Login SOAP Web Service

Question

Login SOAP Web Service

Asked 8 years, 2 months ago

Viewed 99 times

0

Follow my login code to the webservice Soap

   if (isset($_POST["action"]) && $_POST["action"] == "login") {
$soapClient = new SoapClient(WEST_SOAP_WSDL,
    array("trace" => WEST_SOAP_TRACE, "login" => WEST_SOAP_LOGIN, "password" => WEST_SOAP_PASS));

try {
    $clienteId = $soapClient->loginAuth($_POST["username"]);
} catch (Exception $e) {
     print_r($e);
}

if ($clienteId) {
    session_regenerate_id(TRUE);

    $_SESSION["auth"]["id"] = $clienteId;
    $_SESSION["auth"]["username"] = $_POST["username"]; 

    try {
        $_SESSION['cliente'] =   serialize($soapClient->getClientDataById($clienteId));
    } catch (Exception $e) {
     print_r($e);
    }

How Could I Restrict Access to My Subscriber Panel in php in the status below ? :

        inativo
        cancelado
        serasa

you would like to restrict when the status is these?

– Marcos Henrique

2016/07/19 at 19:18
yes, that’s exactly right

– user22753

2016/07/19 at 19:19
its status is set by Soapconnection.call()? for example: 200 => ok; 500=> error server; 305 => inactive?

– Marcos Henrique

2016/07/19 at 19:33
not , thus : select name="status" id="status" style="width: auto;" disabled="disabled"> <option value="S"> asset</option> <option value="N"> inactive</option>

– user22753

2016/07/19 at 19:46
then it is set in the database, correct?

– Marcos Henrique

2016/07/19 at 20:01
correct, in the database

– user22753

2016/07/19 at 20:09

Show 1 more comment

1 answer

Browser other questions tagged php

You are not signed in. Login or sign up in order to post.

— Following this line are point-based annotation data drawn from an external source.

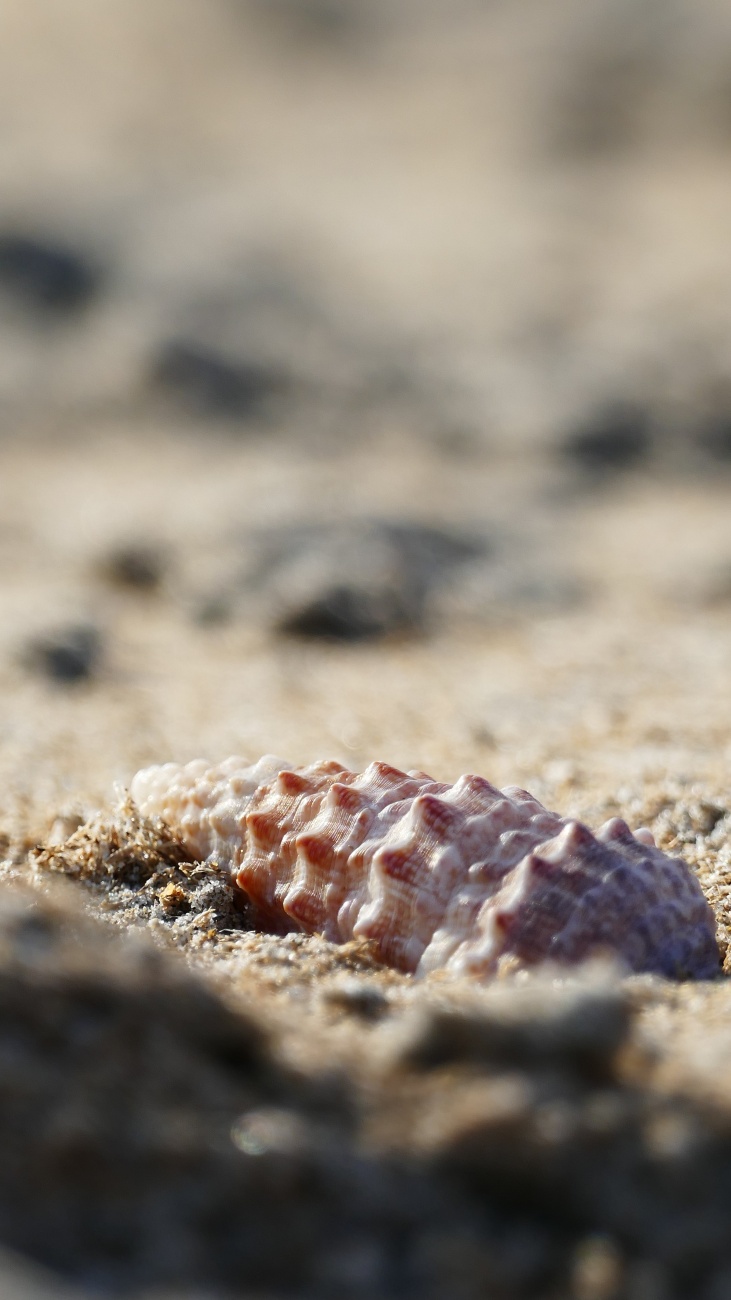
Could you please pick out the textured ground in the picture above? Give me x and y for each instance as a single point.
(364, 393)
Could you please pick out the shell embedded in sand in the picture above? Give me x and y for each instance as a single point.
(438, 876)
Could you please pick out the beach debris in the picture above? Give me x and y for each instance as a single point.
(68, 655)
(465, 878)
(615, 438)
(206, 382)
(44, 274)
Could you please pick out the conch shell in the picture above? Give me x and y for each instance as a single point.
(463, 878)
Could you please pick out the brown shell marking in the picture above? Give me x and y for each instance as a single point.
(438, 876)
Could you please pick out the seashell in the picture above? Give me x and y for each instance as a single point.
(462, 878)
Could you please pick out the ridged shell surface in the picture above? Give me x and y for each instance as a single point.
(438, 876)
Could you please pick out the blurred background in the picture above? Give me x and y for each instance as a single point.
(364, 384)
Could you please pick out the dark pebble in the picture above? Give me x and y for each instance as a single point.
(615, 438)
(46, 276)
(360, 580)
(208, 384)
(138, 567)
(350, 614)
(69, 655)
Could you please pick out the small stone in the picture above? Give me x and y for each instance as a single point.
(208, 384)
(134, 566)
(69, 655)
(46, 274)
(615, 438)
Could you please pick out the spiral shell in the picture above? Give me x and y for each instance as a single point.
(438, 876)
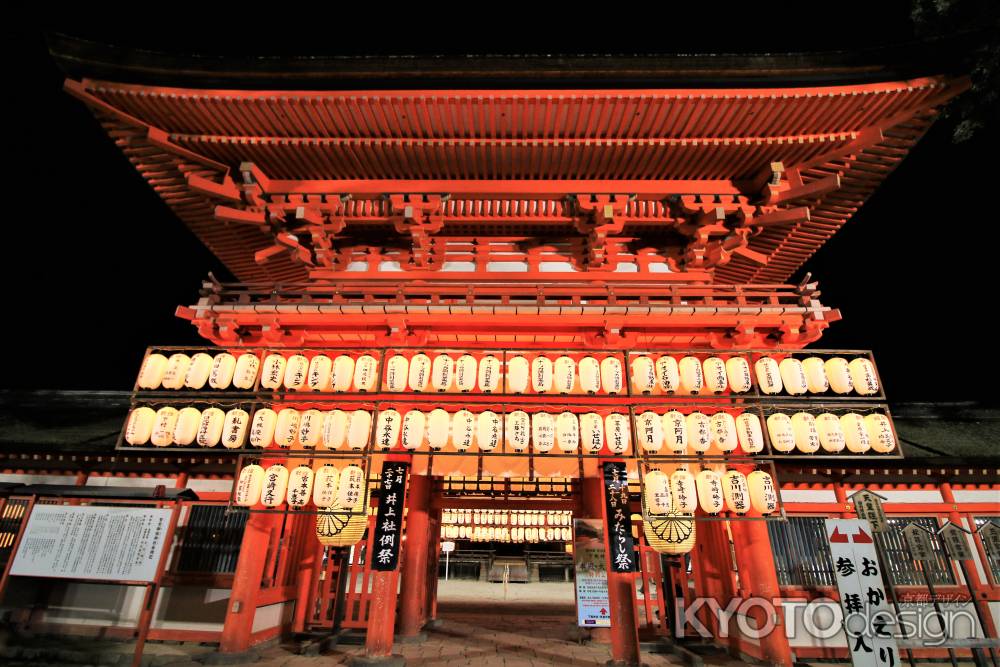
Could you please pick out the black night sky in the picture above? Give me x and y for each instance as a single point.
(94, 263)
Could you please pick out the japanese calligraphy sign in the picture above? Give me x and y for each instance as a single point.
(621, 548)
(868, 618)
(389, 518)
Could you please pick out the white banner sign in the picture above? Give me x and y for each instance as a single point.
(83, 542)
(868, 619)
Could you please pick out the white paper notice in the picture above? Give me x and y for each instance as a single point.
(82, 542)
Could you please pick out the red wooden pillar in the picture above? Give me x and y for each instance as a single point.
(758, 577)
(413, 593)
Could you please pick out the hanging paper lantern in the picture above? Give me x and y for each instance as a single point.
(649, 431)
(736, 492)
(668, 374)
(311, 428)
(699, 429)
(806, 435)
(749, 433)
(738, 374)
(675, 434)
(300, 482)
(365, 372)
(763, 495)
(590, 375)
(863, 376)
(831, 435)
(816, 380)
(793, 376)
(838, 373)
(855, 433)
(325, 484)
(781, 432)
(684, 491)
(151, 373)
(275, 486)
(140, 426)
(186, 429)
(163, 426)
(723, 428)
(177, 365)
(692, 375)
(245, 372)
(643, 375)
(880, 432)
(442, 372)
(199, 370)
(710, 495)
(320, 369)
(249, 485)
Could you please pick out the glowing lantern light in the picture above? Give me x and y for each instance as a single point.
(140, 426)
(779, 428)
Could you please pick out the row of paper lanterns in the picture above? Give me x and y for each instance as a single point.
(689, 375)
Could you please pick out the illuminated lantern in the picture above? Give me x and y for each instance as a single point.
(699, 429)
(715, 374)
(831, 435)
(311, 428)
(684, 491)
(768, 375)
(643, 375)
(616, 427)
(343, 373)
(177, 365)
(763, 495)
(320, 369)
(541, 374)
(816, 380)
(567, 432)
(487, 431)
(590, 374)
(863, 375)
(358, 430)
(300, 483)
(855, 433)
(675, 432)
(649, 431)
(723, 428)
(489, 374)
(612, 375)
(198, 371)
(692, 375)
(880, 432)
(186, 429)
(806, 435)
(273, 372)
(420, 372)
(275, 486)
(249, 485)
(591, 432)
(749, 433)
(564, 374)
(163, 427)
(710, 495)
(793, 376)
(151, 373)
(245, 372)
(779, 428)
(442, 372)
(838, 374)
(517, 430)
(140, 426)
(738, 374)
(656, 492)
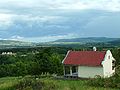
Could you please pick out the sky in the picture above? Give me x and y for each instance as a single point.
(49, 20)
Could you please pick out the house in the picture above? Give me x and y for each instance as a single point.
(88, 64)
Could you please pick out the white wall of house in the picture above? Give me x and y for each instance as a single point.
(89, 72)
(107, 64)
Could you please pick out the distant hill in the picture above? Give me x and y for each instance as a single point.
(12, 43)
(115, 42)
(87, 40)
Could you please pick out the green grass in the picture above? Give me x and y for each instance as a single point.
(8, 83)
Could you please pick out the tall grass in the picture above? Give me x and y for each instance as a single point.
(48, 83)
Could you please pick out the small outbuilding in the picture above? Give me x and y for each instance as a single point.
(88, 64)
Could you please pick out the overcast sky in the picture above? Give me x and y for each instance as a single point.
(47, 20)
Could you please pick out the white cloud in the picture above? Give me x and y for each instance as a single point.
(50, 38)
(110, 5)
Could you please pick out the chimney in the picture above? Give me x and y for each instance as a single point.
(94, 49)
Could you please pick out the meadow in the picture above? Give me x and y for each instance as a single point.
(47, 83)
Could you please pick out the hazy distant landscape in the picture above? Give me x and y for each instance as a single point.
(35, 36)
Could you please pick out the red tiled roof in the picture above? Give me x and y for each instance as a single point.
(84, 58)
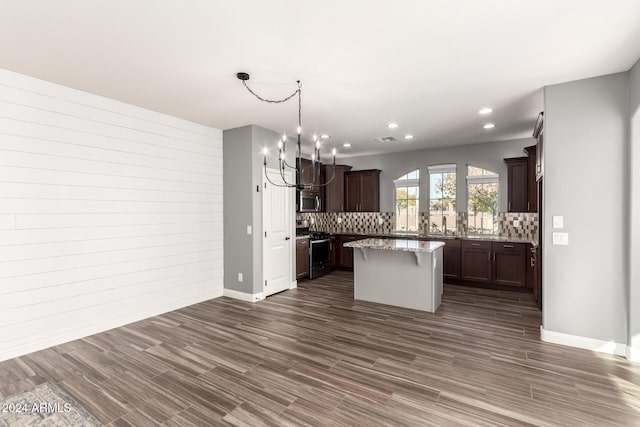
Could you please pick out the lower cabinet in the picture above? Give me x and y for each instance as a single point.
(498, 263)
(476, 261)
(302, 258)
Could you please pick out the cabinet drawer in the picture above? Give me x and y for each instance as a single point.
(509, 248)
(476, 244)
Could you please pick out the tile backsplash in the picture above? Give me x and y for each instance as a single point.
(510, 224)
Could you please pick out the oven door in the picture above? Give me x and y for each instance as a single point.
(319, 253)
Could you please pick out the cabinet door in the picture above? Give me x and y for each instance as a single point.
(517, 184)
(352, 187)
(370, 191)
(302, 258)
(509, 264)
(334, 190)
(451, 259)
(476, 261)
(532, 184)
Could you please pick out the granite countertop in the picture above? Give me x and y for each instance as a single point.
(405, 245)
(415, 235)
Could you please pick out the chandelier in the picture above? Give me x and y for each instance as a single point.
(283, 165)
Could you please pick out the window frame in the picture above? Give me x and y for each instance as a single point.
(403, 182)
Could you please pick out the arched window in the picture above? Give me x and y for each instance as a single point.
(483, 189)
(407, 195)
(442, 199)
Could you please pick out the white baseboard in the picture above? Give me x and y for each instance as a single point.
(608, 347)
(243, 296)
(51, 341)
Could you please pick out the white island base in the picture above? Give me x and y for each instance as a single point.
(404, 273)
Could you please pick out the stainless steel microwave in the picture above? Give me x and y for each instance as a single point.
(309, 201)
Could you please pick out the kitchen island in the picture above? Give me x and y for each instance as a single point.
(400, 272)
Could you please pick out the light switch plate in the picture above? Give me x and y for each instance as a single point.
(560, 238)
(558, 221)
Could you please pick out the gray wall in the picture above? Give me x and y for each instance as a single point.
(634, 217)
(243, 174)
(586, 132)
(488, 155)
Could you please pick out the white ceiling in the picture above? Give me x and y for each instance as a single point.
(428, 65)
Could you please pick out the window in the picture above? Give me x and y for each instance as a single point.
(482, 200)
(407, 189)
(442, 199)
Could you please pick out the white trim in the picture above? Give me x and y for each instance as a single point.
(633, 354)
(50, 341)
(406, 183)
(448, 168)
(243, 296)
(483, 179)
(601, 346)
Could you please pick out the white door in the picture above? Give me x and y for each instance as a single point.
(277, 223)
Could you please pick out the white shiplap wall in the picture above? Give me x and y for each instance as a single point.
(109, 213)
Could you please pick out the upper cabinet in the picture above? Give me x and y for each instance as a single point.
(334, 190)
(362, 191)
(532, 184)
(538, 134)
(517, 184)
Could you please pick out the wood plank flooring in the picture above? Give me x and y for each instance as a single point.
(313, 356)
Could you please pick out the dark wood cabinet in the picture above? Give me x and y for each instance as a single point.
(517, 185)
(302, 258)
(476, 261)
(451, 259)
(509, 264)
(532, 183)
(362, 191)
(498, 263)
(334, 190)
(538, 134)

by Marcos Henrique • **1,445** points · Answer 1 · 2016-07-19T20:22:05+00:00

From what I understand of your question, you would need a query to the database with the user passed by Session, so checking whether this user first it is registered, and soon after if it has the status other than the 3 listed for example:

 $myusername = mysqli_real_escape_string($db,$_POST['username']);
 $mypassword = mysqli_real_escape_string($db,$_POST['password']); 

  $sql = "SELECT id FROM admin WHERE username = '$myusername' and passcode = '$mypassword'";

 $status "SELECT status FROM admin WHERE username = '$myusername' and passcode = '$mypassword'";

  $result = mysqli_query($db,$sql);
  $row = mysqli_fetch_array($result,MYSQLI_ASSOC);
  $active = $row['active'];

  $count = mysqli_num_rows($result);
  if($count == 1){
     if($status != 'inativo' && $status != 'cancelado' && $status != 'serasa')
     {
        header("location: welcome.php");
     }
     else
      {
        echo"erro";
      }
  }
  else {
    echo"erro";
  }

I added the select of the status in a variable to serve as a check, so it assesses whether or not it is meeting the same.